Druga część była już nieco żywsza. Przede wszystkim więcej było sytuacji. Długo jednak przyszło czekać, żeby piłka wylądowała w siatce. Gospodarzom nie szło z gry, więc gola przyniósł stały fragment, a sprawy w swoje ręce wzięli weterani – Maciej Małkowski dośrodkował bowiem z rzutu rożnego, a głową bramkę zdobył Dawid Szufryn. W ten sposób popularny „Ciufa” zapewnił swojej drużynie komplet punktów, bo do ostatniego gwizdka gospodarze kontrolowali już wydarzenia na boisku i utrzymali nikłe prowadzenie.

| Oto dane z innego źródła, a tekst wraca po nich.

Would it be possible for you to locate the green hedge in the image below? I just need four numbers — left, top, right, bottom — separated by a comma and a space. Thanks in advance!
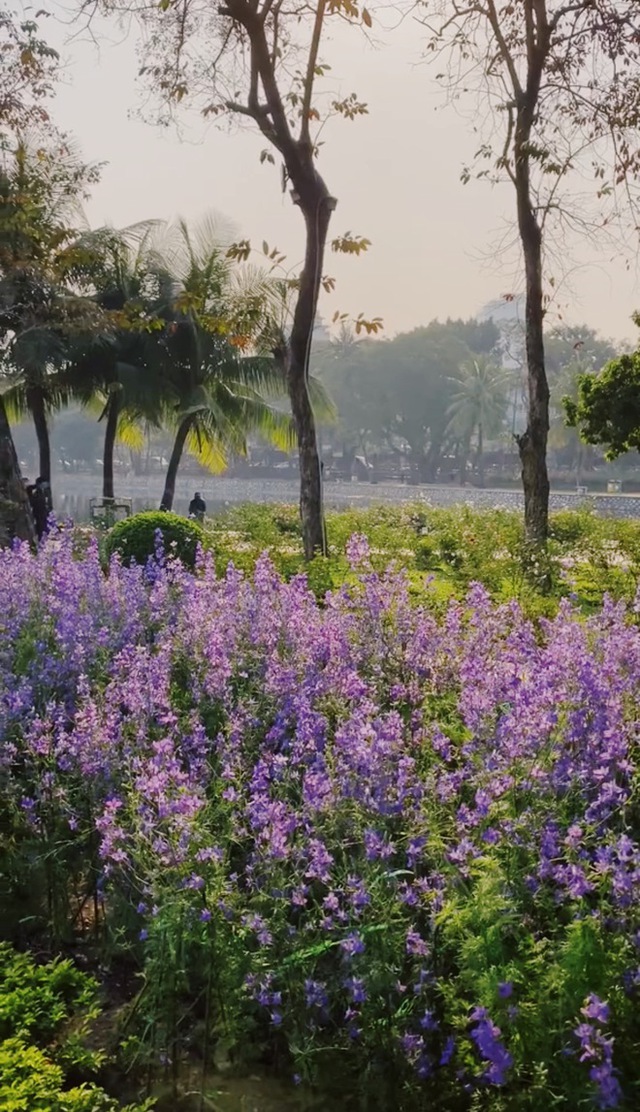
106, 510, 204, 568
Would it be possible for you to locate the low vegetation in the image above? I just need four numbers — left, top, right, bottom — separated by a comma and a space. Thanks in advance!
0, 507, 640, 1112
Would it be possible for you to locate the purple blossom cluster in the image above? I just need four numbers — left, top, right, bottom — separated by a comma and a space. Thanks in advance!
0, 528, 640, 1108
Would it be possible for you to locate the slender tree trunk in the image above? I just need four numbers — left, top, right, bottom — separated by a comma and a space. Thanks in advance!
160, 417, 192, 509
513, 50, 549, 545
476, 421, 484, 487
226, 0, 336, 559
287, 187, 332, 559
27, 386, 51, 485
102, 393, 120, 502
0, 396, 36, 547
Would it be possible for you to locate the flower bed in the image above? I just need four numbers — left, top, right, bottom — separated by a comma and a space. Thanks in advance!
0, 530, 640, 1110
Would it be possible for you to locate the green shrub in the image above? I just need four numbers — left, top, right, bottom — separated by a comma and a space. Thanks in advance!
416, 537, 440, 572
106, 510, 204, 568
0, 943, 151, 1112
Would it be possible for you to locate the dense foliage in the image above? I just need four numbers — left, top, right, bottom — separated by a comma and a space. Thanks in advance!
106, 510, 203, 568
0, 943, 147, 1112
563, 351, 640, 459
0, 523, 640, 1112
208, 502, 640, 615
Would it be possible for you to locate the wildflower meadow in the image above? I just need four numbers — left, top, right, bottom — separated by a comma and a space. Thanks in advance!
0, 515, 640, 1112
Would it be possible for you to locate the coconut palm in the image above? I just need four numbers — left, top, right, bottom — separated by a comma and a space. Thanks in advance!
66, 221, 173, 500
150, 215, 294, 509
161, 319, 294, 509
448, 357, 509, 486
0, 135, 96, 491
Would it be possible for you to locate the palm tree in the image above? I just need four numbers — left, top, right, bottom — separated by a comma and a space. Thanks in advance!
0, 135, 96, 493
448, 357, 508, 486
160, 319, 296, 509
0, 393, 36, 548
67, 221, 173, 502
150, 215, 294, 509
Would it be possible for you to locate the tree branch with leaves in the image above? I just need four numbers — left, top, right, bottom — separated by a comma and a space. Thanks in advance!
422, 0, 640, 544
82, 0, 371, 558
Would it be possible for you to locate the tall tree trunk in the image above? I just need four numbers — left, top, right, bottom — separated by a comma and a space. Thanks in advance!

Sandecja Nowy Sącz – Stomil Olsztyn 1:0 (0:0)
Bramka: Szufryn 72.
Sandecja: Kozioł – Piter-Bućko, Szufryn, Flis – Chmiel (73 Dudzic), Baran, Małkowski, Kasprzak, Kałahur – Flaszka (61 Klichowicz), Gabrych (90+1 Basta).
Stomil: Leszczyński – Kubań, Sołowiej, Wełnicki, Szywacz – Głowacki, Trojak, Stromecki (79 Jegliński), Lech, Tanczyk (75 Zając) – Góral (74 Śledź).
Sędziował: Daniel Kruczyński (Żywiec). Żółte kartki: Kalahur, Małkowski, Kasprzak – Tanczyk, Kubań, Szywacz, Jegliński. Widzów: 2883.